Wednesday, April 24, 2024

Squash and the Olympics: D-Day is looming

Thomas Bach meets squash players in the Pan-Am Games
IOC chief Thomas Bach meets squash players in the Pan-Am Games

Tokyo countdown to 2020 Olympic hopes

Squash hopes to take another step closer a place in the Olympic Games on Monday (September 28) when the Tokyo 2020 management team announce their list of proposed additional events.

Squash is one of eight sports bidding for a coveted place, and the Tokyo panel have the freedom to choose as many as they wish.

If squash does receive a nomination, the agonising wait will continue for another 11 months, because the final decision on admitting new sports will be taken at the 129th IOC Session in Rio in August next year, ahead of the 2016 Olympic Games in Brazil.

The seven other sports hoping to join the Olympic Games in 2020 are baseball-softball, bowling, karate, roller sports, sport climbing, surfing and wushu.

Nicol David and young Japanese players Satomi Watanabe and Ryunosuke Tsukue
Nicol David and young Japanese players Satomi Watanabe and Ryunosuke Tsukue in Tokyo

Nicol David took centre stage in squash’s recent presentation in Tokyo, alongside two young Japanese players.

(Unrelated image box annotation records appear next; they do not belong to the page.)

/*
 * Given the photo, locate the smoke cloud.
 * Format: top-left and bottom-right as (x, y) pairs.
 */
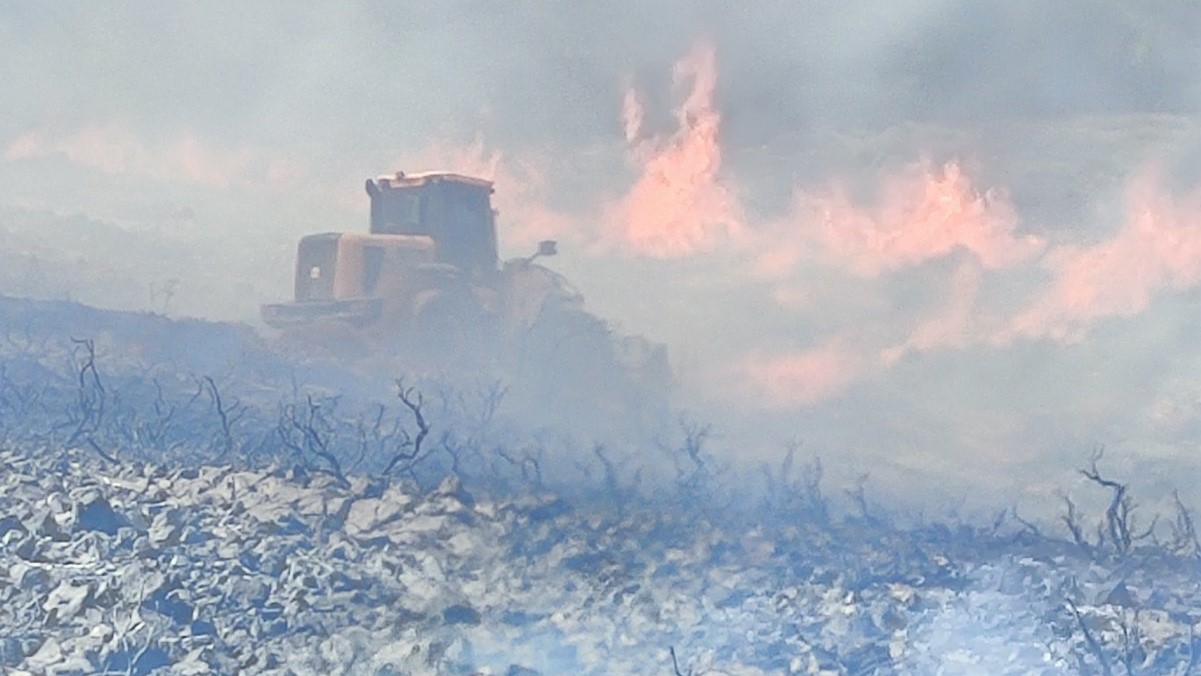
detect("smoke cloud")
(0, 0), (1201, 509)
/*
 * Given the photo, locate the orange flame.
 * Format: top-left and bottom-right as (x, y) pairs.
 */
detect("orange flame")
(607, 44), (742, 258)
(994, 178), (1201, 345)
(783, 162), (1042, 277)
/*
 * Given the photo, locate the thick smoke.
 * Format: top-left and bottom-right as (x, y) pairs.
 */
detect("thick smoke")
(0, 0), (1201, 513)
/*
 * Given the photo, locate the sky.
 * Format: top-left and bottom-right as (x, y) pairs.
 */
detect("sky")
(0, 0), (1201, 516)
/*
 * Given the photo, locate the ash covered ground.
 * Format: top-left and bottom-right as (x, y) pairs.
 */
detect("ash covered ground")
(7, 0), (1201, 675)
(0, 299), (1201, 675)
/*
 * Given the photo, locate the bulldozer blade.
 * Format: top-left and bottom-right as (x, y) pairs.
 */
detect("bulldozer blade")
(261, 298), (382, 329)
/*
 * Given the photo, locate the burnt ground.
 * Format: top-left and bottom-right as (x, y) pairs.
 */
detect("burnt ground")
(0, 299), (1201, 674)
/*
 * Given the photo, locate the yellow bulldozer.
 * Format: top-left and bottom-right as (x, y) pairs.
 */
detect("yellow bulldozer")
(262, 172), (671, 434)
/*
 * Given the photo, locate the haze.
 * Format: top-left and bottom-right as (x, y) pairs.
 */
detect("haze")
(0, 0), (1201, 516)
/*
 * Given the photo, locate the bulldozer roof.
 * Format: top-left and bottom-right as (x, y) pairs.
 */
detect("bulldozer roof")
(376, 172), (492, 189)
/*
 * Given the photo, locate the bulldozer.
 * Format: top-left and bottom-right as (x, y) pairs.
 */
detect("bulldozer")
(262, 172), (671, 434)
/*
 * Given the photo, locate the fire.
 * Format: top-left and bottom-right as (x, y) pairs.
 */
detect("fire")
(787, 162), (1042, 277)
(994, 174), (1201, 343)
(607, 44), (742, 258)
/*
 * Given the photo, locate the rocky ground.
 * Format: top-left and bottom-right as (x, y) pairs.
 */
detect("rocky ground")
(0, 298), (1201, 675)
(0, 448), (1201, 674)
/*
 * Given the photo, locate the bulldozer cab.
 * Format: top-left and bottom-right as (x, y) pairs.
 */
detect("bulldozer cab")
(366, 172), (498, 275)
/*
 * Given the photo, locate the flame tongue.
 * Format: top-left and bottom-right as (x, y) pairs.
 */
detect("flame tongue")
(607, 44), (743, 258)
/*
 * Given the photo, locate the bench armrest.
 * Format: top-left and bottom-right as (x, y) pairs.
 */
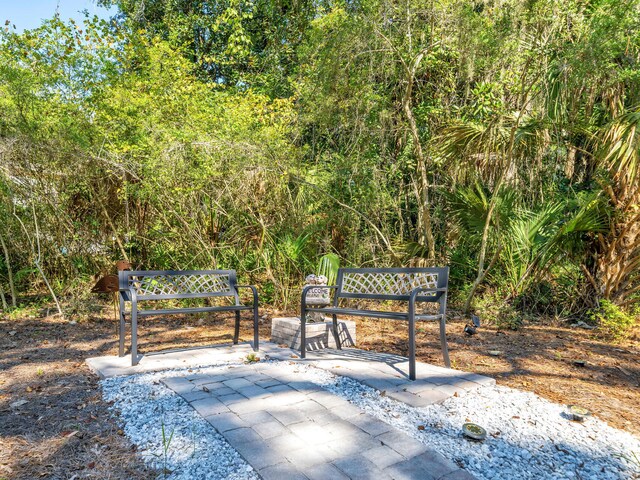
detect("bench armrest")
(236, 285), (258, 307)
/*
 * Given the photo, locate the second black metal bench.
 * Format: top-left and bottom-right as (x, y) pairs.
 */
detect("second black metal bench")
(300, 267), (451, 380)
(119, 270), (259, 365)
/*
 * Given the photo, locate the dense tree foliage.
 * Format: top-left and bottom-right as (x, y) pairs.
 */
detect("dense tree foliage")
(0, 0), (640, 325)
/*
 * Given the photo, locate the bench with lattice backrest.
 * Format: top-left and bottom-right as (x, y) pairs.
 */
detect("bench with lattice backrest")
(300, 267), (451, 380)
(119, 270), (258, 365)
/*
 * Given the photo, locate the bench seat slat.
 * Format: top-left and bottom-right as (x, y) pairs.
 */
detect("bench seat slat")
(123, 305), (253, 317)
(307, 307), (440, 320)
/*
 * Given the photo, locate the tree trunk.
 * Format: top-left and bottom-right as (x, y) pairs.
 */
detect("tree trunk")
(0, 234), (17, 308)
(402, 51), (436, 259)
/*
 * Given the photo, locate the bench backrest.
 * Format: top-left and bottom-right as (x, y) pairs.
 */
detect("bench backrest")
(119, 270), (239, 303)
(335, 267), (449, 302)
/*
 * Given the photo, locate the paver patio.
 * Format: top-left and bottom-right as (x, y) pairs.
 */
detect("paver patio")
(87, 342), (494, 480)
(163, 363), (473, 480)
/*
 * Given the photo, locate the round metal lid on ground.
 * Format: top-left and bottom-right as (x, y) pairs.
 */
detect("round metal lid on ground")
(462, 423), (487, 441)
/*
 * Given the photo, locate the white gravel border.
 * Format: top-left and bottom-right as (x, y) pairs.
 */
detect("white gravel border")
(101, 367), (259, 480)
(102, 361), (640, 480)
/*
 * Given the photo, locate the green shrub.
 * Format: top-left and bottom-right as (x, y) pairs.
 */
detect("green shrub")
(589, 300), (636, 341)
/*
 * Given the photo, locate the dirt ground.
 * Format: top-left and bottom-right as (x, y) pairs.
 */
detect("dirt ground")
(0, 307), (640, 480)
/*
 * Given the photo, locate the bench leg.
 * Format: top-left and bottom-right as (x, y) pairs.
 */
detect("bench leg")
(440, 295), (451, 368)
(118, 295), (126, 357)
(233, 310), (240, 345)
(333, 313), (342, 350)
(409, 308), (416, 380)
(251, 304), (260, 352)
(300, 307), (307, 358)
(131, 302), (138, 367)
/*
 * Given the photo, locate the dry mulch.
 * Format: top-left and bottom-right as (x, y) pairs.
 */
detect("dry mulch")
(0, 307), (640, 480)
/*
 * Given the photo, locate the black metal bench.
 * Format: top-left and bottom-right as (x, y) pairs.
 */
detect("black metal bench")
(119, 270), (259, 365)
(300, 267), (451, 380)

In previous bids, Ramy Ashour and Sarah Fitzgerald have also delivered persuasive arguments for squash’s inclusion, although events were overtaken by the unseemly politics surrounding the decision by the IOC to throw wrestling out of the rings only to allow them back into the voting process following intense international lobbying led by Russia and the USA.

With baseball hugely popular in Japan, the joint bid with softball is believed to be the hot favourite. But the absence of an upper limit could work in squash’s favour, with the IOC known to be sympathetic to the sport’s position following the wrestling debacle in Buenos Aires.

New IOC chief Thomas Bach made a point of popping in to watch the squash in the recent Pan-Am Games in Toronto, where the athletes were more than happy to urge him to support the bid for squash’s inclusion.

Let’s hope their persuasive arguments, and Bach’s promise to have a transparent, fair-play voting system, will give squash the green light.